Full Report
UpGuard researchers discover misconfigured AI chatbots are leaking explicit user fantasies and illegal content to the web.
Analysis Summary
# Vulnerability: Sensitive User Prompts Leaked via Misconfigured AI Chatbots
## CVE Details
- CVE ID: Not explicitly provided in the article. This appears to be a configuration/deployment flaw rather than a specific software vulnerability tracked by MITRE.
- CVSS Score: Not available/Not applicable (Configuration issue).
- CWE: Likely related to Improper Access Control or Security Misconfiguration (e.g., CWE-16).
## Affected Systems
- Products: Deployed instances utilizing the `llama.cpp` open-source framework for running AI models, specifically those built for fantasy/sexual role-playing.
- Versions: Unspecified versions/deployments of `llama.cpp`.
- Configurations: Systems with improper security configurations leading to the broadcasting of user conversations and prompts onto the open web (near real-time data exposure). Approximately 400 exposed systems were found, with 117 actively leaking data.
## Vulnerability Description
The root cause is traced to misconfigured deployments of `llama.cpp`. These misconfigurations resulted in user-generated conversational data, prompts detailing explicit user fantasies, and highly sensitive content (including narratives involving child sexual abuse) being broadcast publicly onto the open web in near real-time. The data did not contain personally identifiable information (PII) such as usernames, but the content itself is extremely sensitive.
## Exploitation
- Status: Data exposure confirmed ("leaking user prompts"). Whether actively exploited for malicious purposes beyond the initial exposure is not detailed, but the data is publicly accessible.
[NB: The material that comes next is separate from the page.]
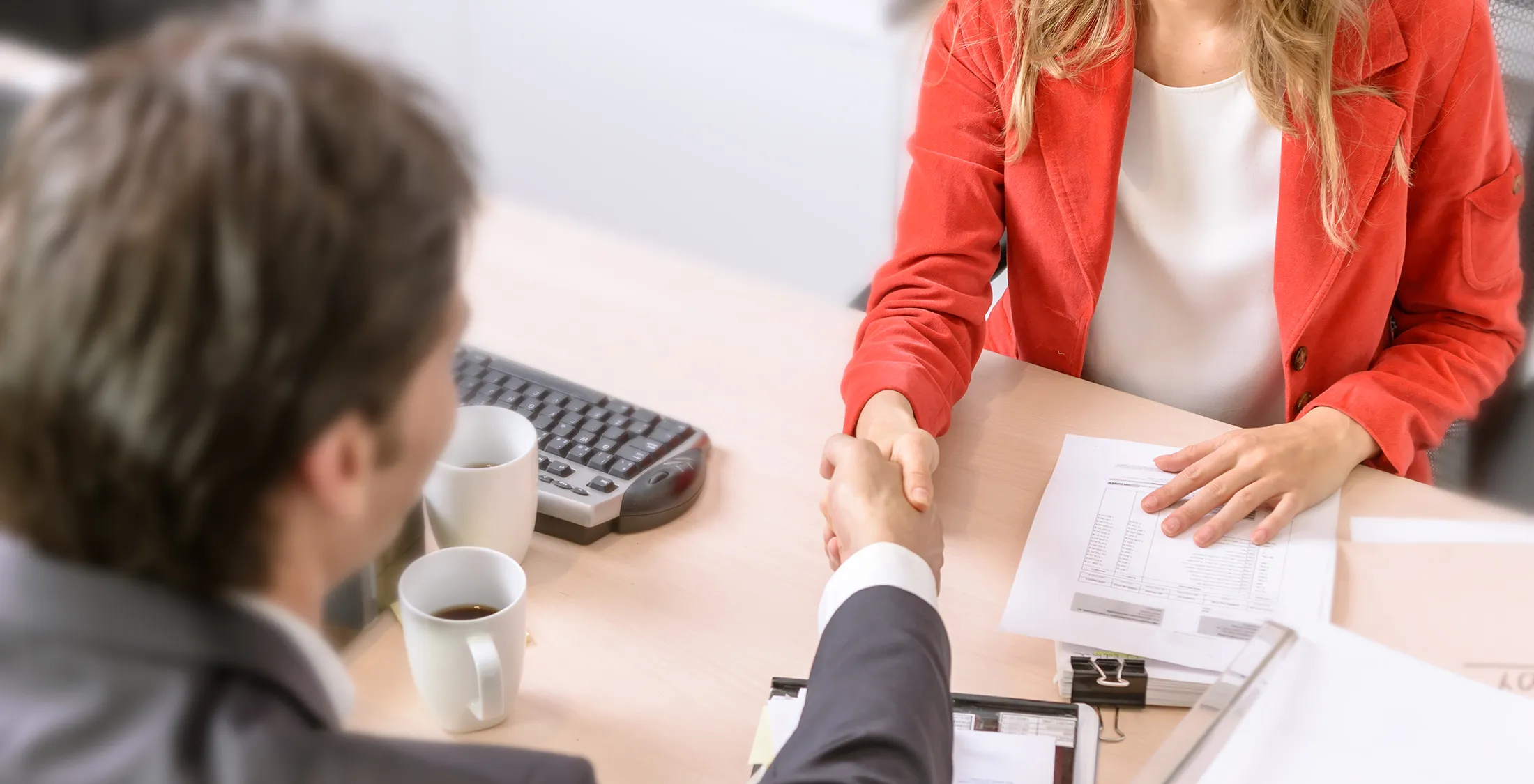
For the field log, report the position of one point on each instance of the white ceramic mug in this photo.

- Complexity: Low (Implied, as the data stream was accessible to researchers via general scanning/observation of public endpoints).
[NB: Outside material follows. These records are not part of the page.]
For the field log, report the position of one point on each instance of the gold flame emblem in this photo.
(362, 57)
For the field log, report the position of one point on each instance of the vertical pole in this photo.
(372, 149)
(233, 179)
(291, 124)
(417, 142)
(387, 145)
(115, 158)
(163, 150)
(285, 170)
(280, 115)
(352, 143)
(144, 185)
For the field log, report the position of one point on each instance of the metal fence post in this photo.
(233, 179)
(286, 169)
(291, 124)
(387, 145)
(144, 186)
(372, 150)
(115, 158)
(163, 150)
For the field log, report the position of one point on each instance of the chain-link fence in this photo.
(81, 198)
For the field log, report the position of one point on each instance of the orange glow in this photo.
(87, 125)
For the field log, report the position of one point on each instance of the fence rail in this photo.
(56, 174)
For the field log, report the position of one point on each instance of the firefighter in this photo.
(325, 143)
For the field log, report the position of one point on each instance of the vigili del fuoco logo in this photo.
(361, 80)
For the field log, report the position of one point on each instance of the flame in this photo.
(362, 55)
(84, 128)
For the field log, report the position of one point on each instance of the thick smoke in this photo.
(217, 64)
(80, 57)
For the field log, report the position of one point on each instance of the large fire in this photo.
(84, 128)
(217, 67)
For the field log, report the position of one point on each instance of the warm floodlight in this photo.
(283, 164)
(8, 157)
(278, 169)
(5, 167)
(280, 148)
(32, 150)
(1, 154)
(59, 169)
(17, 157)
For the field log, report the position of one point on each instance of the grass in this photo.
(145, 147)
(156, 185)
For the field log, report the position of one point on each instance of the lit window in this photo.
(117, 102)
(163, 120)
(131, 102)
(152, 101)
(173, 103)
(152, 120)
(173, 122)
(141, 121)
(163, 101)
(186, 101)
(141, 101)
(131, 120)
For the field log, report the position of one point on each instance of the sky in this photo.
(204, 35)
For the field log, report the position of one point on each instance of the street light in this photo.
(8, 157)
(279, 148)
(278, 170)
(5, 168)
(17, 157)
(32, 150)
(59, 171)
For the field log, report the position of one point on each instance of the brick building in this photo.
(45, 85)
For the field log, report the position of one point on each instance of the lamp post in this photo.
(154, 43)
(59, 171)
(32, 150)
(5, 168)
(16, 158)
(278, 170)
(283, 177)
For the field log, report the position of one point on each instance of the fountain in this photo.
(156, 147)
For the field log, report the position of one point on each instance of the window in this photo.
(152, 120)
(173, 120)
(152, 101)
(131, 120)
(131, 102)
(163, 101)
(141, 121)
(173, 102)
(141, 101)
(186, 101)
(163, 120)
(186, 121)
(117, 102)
- Attack Vector: Network (Access to the misconfigured broadcast mechanism).
## Impact
- Confidentiality: High (Exposure of deeply private and explicit user intentions/fantasies, enabling severe blackmail or "sextortion").
- Integrity: Low (The data itself was static conversation logs, no direct modification reported).
- Availability: Low (No impact reported on service availability).
## Remediation
### Patches
- No specific software patches for `llama.cpp` were detailed, as the root cause is deployment configuration.
### Workarounds
- Immediate mitigation requires administrators of AI chatbot deployments using `llama.cpp` to review and correct security configurations to prevent the broadcasting of conversational data to unsecured, public endpoints.
## Detection
- Indicators of compromise: Real-time or historical logs showing large amounts of user prompt data being sent to unauthenticated, publicly accessible network endpoints.
- Detection methods and tools: Network monitoring tools targeting outgoing data flows from AI server infrastructure to unauthorized external destinations or publicly accessible internet segments. Threat hunting focused on unusual real-time logging exposure.
## References
- Vendor advisories: None specific, as this relates to deployment practices.